• Anaesth Intensive Care · Oct 2005

    Case Reports

    Difficult intubation managed using standard laryngeal mask airway, flexible fibreoptic bronchoscope and wire guided enteral feeding tube.

    • S Warrillow.
    • Department of Intensive Care, Austin Hospital, Heidelberg, Victoria.
    • Anaesth Intensive Care. 2005 Oct 1;33(5):659-61.

    AbstractThis case report describes an alternative method of achieving trans-oral intubation in a patient with a difficult airway who was apnoeic secondary to the therapeutic administration of a non-depolarizing neuromuscular blocking drug given to aid laryngoscopy.
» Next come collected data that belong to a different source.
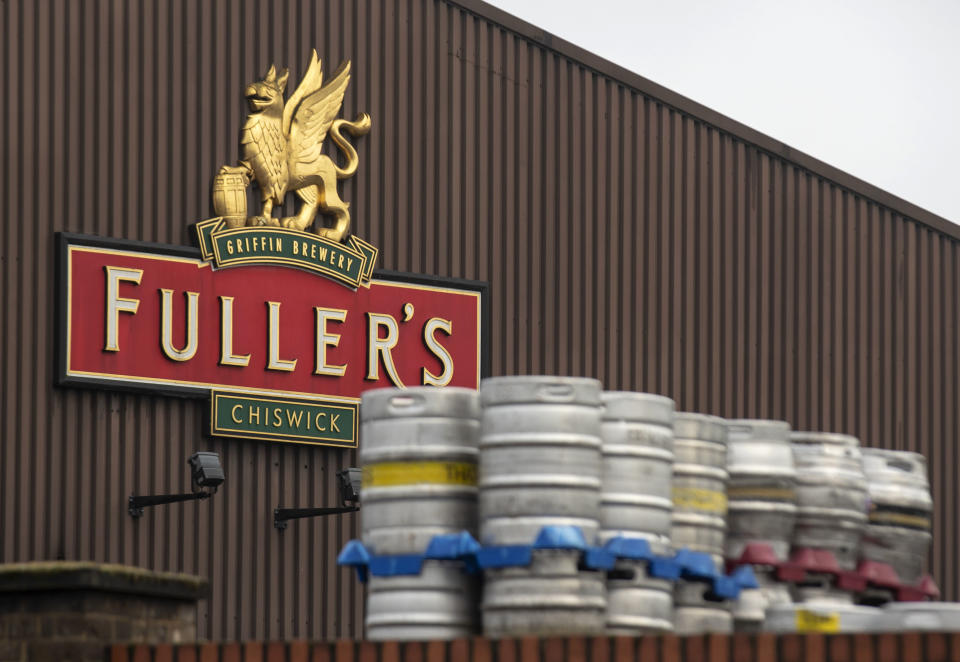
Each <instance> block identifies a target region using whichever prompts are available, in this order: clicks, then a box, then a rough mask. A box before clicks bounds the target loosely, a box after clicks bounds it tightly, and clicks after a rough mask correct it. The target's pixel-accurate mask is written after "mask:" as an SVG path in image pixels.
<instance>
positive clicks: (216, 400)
mask: <svg viewBox="0 0 960 662" xmlns="http://www.w3.org/2000/svg"><path fill="white" fill-rule="evenodd" d="M357 409H358V405H357V404H356V403H342V402H324V401H322V400H307V399H304V398H293V397H274V396H267V395H253V394H250V395H247V394H243V393H235V392H232V391H231V392H225V391H213V392H212V393H211V396H210V434H212V435H214V436H222V437H242V438H246V439H261V440H264V441H283V442H295V443H303V444H320V445H325V446H343V447H347V448H356V446H357Z"/></svg>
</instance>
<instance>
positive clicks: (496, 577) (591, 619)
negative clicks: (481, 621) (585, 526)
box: [482, 550, 607, 637]
mask: <svg viewBox="0 0 960 662" xmlns="http://www.w3.org/2000/svg"><path fill="white" fill-rule="evenodd" d="M579 558H580V552H579V551H571V550H535V551H534V552H533V560H532V562H531V564H530V565H529V566H528V567H515V568H501V569H496V570H490V569H488V570H485V571H484V585H483V604H482V611H483V633H484V635H486V636H488V637H510V636H526V635H537V636H544V635H564V636H566V635H569V634H600V633H602V632H603V626H604V617H605V614H606V606H607V603H606V593H605V586H604V575H603V573H601V572H594V571H585V570H580V569H579V568H578V563H579Z"/></svg>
After attempts to intubate were unsuccessful by means of direct laryngoscopy utilizing various aids including bougies, a standard laryngeal mask airway was used to ventilate the patient and subsequently, with a swivel Y-connector attached in order to maintain PEEP, to aid the passage of a bronchoscope. The flexible guide-wire from an enteral feeding tube was then passed through the suction port of the bronchoscope into the trachea, after which the laryngeal mask airway and bronchoscope were withdrawn. By passing the enteral feeding tube over the guide-wire and then using this as a guide, a cuffed endotracheal tube was inserted into the trachea. The technique described permitted the continuous application of positive airway pressure, which dramatically improved the bronchoscopic view during the crucial step of placing the guide-wire into the trachea. Passing the feeding tube over the guide-wire aided the subsequent passage of the endotracheal tube, by acting as a stiffer and larger diameter guide through the glottis.